The opioid crisis continued to claim lives in the capital region at rates that exceeded most communities outside Metro Vancouver. The NDP government's declaration of a public health emergency in 2016 had led to expanded harm reduction services, but the intersection of the toxic drug supply with homelessness and untreated mental illness created a complex challenge that no single level of government had adequately addressed. COVID-19 compounded the situation by disrupting outreach services, closing drop-in centres, and isolating people who used drugs. Residents and service providers called for more treatment beds, additional supervised consumption sites, and supportive housing with integrated health supports — particularly in a riding where the visible consequences of the crisis were concentrated in the downtown core and along the edges of Beacon Hill Park.
The NDP government's investments in social infrastructure during its term had direct relevance to the riding's residents. The $10-a-day childcare pilot program, launched in November 2018 at 53 prototype sites across 32 communities — including two locations in Greater Victoria — offered parents a maximum fee of $200 per month per child.
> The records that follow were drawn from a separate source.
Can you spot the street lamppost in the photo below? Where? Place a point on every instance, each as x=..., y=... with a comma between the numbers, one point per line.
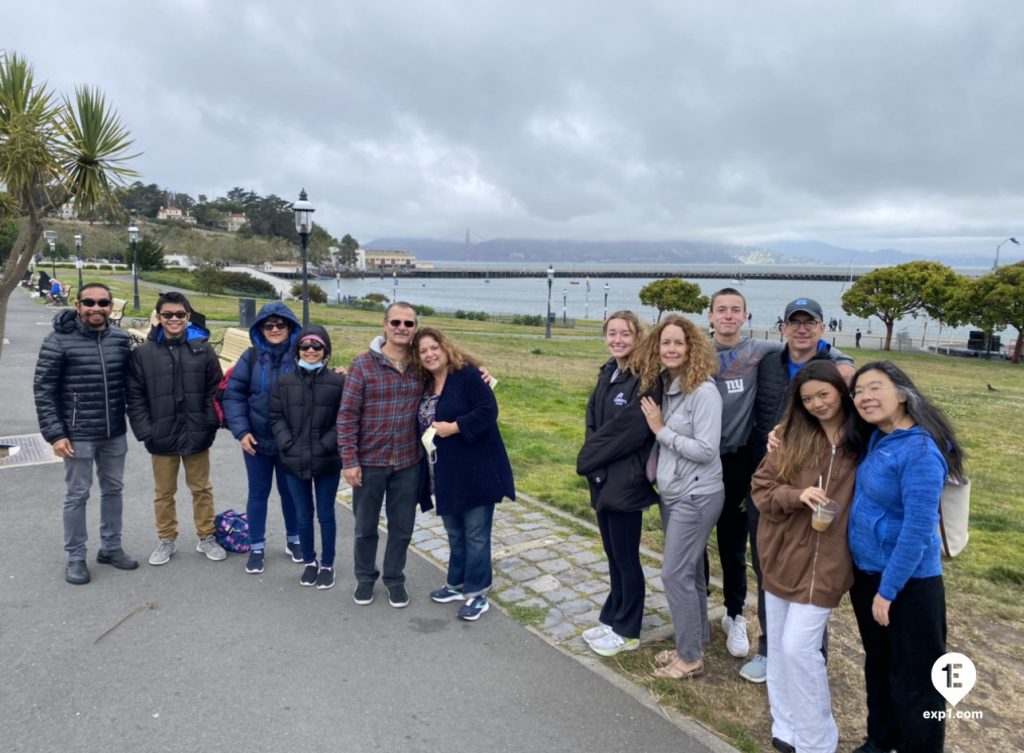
x=304, y=225
x=547, y=321
x=133, y=239
x=78, y=258
x=1009, y=240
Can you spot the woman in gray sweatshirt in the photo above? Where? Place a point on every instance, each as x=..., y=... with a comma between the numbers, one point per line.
x=687, y=426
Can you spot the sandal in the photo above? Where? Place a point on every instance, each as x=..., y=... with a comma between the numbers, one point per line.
x=678, y=671
x=666, y=657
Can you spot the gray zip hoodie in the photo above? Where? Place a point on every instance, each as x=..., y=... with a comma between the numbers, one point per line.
x=688, y=461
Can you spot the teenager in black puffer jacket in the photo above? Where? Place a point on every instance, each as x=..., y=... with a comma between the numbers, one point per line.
x=303, y=414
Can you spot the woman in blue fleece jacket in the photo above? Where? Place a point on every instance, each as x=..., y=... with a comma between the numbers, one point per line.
x=898, y=596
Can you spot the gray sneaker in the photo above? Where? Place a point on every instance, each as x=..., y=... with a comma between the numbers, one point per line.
x=162, y=554
x=211, y=548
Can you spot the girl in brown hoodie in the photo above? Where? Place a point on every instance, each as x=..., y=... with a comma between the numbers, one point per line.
x=806, y=571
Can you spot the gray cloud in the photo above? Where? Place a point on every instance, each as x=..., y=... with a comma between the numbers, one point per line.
x=865, y=123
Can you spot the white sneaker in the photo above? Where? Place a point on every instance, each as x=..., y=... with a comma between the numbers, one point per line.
x=613, y=643
x=211, y=548
x=162, y=554
x=596, y=633
x=737, y=643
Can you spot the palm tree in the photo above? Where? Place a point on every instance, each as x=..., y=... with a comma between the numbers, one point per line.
x=51, y=151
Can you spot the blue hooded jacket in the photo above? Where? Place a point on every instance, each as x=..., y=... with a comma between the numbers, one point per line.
x=247, y=398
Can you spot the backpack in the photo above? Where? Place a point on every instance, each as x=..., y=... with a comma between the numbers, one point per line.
x=231, y=531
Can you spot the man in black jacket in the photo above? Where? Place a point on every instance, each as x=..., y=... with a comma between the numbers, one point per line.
x=172, y=380
x=80, y=402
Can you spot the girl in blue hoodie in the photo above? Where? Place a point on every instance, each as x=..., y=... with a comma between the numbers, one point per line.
x=898, y=596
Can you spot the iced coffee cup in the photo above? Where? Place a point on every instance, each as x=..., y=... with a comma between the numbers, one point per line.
x=823, y=514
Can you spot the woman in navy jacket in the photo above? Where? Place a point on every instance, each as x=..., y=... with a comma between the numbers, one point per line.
x=469, y=467
x=247, y=411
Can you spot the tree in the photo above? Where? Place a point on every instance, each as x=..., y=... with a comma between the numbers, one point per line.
x=673, y=295
x=348, y=248
x=994, y=301
x=52, y=151
x=894, y=292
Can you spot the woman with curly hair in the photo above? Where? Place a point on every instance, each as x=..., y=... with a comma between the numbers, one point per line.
x=687, y=427
x=469, y=467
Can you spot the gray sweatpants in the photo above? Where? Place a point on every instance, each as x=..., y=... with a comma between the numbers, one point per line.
x=687, y=524
x=109, y=456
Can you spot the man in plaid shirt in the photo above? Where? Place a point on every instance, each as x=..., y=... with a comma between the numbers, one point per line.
x=380, y=450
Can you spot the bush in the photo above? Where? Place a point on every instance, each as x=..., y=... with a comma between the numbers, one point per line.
x=316, y=294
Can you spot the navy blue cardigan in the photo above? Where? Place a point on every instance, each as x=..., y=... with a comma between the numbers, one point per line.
x=472, y=466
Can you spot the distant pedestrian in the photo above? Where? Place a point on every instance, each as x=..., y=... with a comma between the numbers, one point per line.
x=79, y=387
x=172, y=380
x=687, y=426
x=616, y=446
x=304, y=415
x=468, y=469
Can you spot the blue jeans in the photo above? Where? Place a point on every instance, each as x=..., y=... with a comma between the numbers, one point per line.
x=469, y=542
x=326, y=489
x=401, y=488
x=109, y=457
x=260, y=469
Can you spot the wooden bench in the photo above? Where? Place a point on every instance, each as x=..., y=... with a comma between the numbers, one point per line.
x=235, y=343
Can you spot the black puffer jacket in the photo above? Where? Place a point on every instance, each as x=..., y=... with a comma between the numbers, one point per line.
x=80, y=381
x=170, y=392
x=304, y=415
x=614, y=454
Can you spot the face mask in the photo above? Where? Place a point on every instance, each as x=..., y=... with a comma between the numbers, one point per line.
x=428, y=443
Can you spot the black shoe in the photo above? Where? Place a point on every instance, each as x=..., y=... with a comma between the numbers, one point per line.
x=397, y=596
x=118, y=558
x=364, y=593
x=870, y=746
x=325, y=579
x=77, y=573
x=309, y=575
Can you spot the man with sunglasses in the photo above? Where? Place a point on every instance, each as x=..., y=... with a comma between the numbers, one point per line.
x=79, y=389
x=173, y=378
x=803, y=327
x=380, y=451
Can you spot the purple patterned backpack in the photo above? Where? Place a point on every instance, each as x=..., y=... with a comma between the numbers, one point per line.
x=231, y=530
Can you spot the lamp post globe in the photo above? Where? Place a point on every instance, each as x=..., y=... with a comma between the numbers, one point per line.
x=547, y=320
x=133, y=239
x=304, y=225
x=78, y=257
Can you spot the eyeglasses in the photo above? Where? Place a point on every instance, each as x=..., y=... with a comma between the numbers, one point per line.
x=805, y=324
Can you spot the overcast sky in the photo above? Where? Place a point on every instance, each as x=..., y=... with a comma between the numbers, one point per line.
x=864, y=124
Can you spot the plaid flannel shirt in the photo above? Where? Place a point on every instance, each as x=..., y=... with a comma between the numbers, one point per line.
x=377, y=417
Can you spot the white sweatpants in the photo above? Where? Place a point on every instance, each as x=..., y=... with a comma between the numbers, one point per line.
x=798, y=679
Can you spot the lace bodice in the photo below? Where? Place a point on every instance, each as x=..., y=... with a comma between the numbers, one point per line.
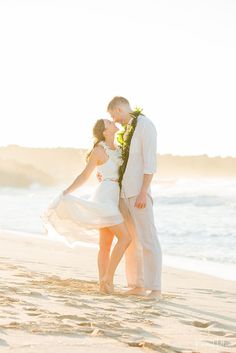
x=109, y=169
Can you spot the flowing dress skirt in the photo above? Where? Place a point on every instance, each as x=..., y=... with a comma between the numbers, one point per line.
x=68, y=214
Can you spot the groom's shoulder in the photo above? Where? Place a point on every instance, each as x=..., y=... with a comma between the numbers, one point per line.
x=145, y=121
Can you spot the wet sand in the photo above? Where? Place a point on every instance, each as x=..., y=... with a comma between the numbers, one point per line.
x=49, y=302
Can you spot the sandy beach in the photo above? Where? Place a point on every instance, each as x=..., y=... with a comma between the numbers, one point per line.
x=50, y=303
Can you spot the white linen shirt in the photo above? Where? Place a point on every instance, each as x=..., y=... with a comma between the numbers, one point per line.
x=142, y=157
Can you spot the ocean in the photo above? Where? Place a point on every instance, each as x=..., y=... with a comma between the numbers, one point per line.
x=195, y=219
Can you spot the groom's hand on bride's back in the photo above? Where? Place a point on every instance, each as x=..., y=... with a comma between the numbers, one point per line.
x=99, y=176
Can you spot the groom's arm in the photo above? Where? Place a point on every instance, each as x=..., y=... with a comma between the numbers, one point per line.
x=149, y=149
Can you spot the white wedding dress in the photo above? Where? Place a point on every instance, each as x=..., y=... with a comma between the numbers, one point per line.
x=68, y=213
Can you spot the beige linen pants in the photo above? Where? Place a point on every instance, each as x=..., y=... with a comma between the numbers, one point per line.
x=143, y=256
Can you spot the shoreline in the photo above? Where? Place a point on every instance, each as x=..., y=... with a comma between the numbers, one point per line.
x=49, y=301
x=204, y=267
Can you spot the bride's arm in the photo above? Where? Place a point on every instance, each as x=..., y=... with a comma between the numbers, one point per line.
x=82, y=177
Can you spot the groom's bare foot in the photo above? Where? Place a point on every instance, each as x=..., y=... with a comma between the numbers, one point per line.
x=136, y=291
x=155, y=294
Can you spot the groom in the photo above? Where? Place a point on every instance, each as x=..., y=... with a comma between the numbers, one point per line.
x=144, y=255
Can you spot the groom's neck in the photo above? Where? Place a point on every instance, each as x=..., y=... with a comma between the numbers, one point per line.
x=127, y=117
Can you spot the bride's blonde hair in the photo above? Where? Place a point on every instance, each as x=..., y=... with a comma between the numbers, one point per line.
x=98, y=136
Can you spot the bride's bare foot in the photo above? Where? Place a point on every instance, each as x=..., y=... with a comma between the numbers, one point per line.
x=109, y=288
x=136, y=291
x=155, y=294
x=106, y=287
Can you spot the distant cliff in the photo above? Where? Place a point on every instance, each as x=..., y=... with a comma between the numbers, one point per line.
x=22, y=166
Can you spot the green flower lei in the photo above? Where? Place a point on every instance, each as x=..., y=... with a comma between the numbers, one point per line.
x=124, y=144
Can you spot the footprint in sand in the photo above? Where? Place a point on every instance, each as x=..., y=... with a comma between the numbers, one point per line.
x=196, y=323
x=3, y=343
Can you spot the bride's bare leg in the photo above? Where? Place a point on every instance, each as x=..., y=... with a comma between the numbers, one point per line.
x=105, y=241
x=124, y=240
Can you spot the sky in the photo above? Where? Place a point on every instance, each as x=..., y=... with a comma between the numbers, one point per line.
x=62, y=61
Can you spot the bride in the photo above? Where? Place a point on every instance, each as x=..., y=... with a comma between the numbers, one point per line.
x=101, y=211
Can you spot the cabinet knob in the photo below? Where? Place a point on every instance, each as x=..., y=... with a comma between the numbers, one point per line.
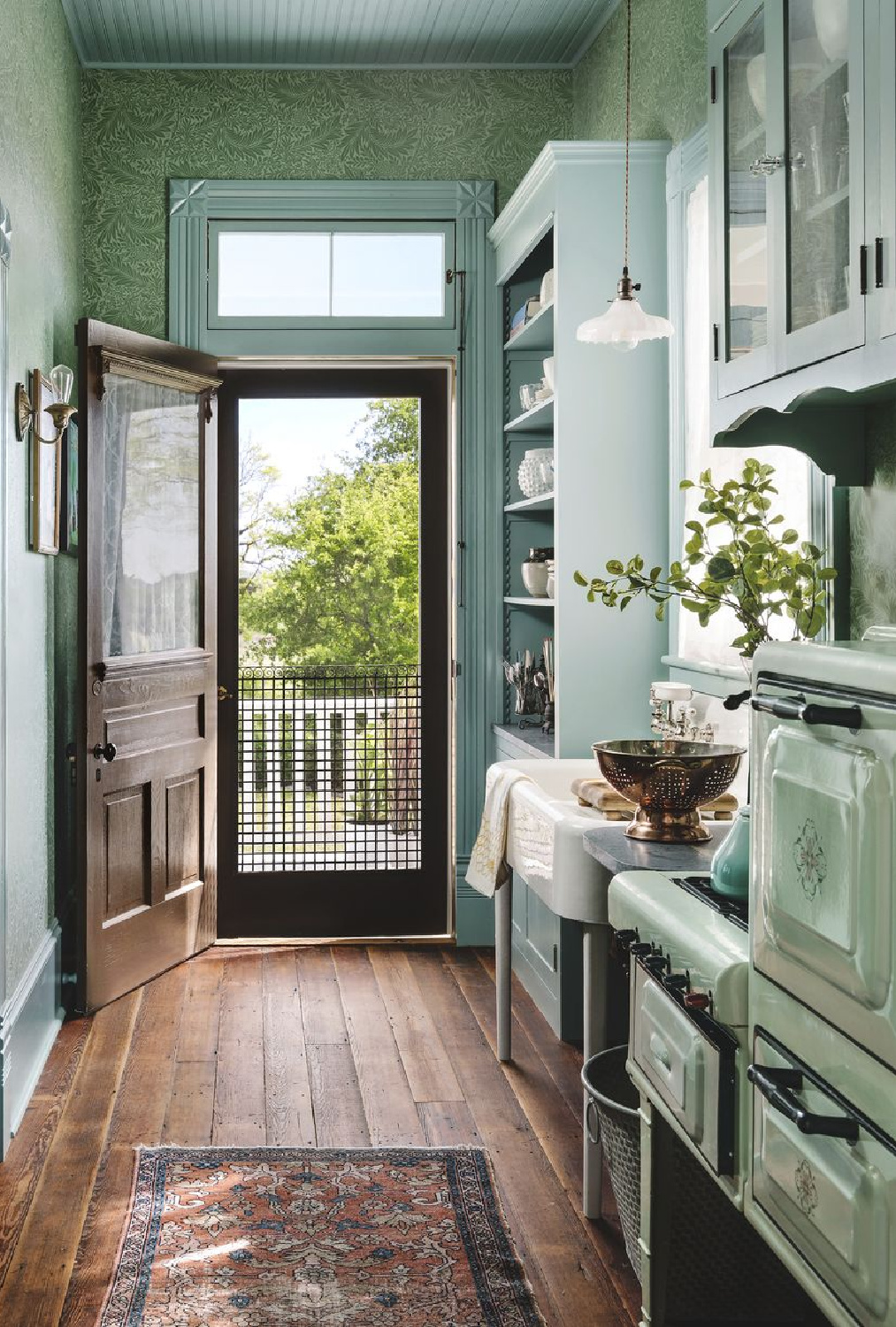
x=766, y=165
The program, which served approximately 2,500 children province-wide, tested the feasibility of the NDP's promise of universal affordable childcare. The riding's population of young families, government workers, and university-connected residents gave the childcare issue particular salience, as did the NDP government's decision to increase K–12 education funding and reverse some of the previous government's fiscal restraint in the public service.
As the riding that houses the provincial legislature, Victoria-Beacon Hill's cost of living was a bread-and-butter concern for its diverse population of renters, retirees, and public servants. Benchmark home prices in James Bay and Fairfield had continued to climb during the NDP's term, and Victoria's rental vacancy rate remained among the lowest in Canada. The NDP's decision to tie rent increases to inflation and eliminate the fixed-term lease loophole provided stability for existing tenants, but the overall supply of affordable rental units had not kept pace with demand in a city where the gap between wages and housing costs continued to widen.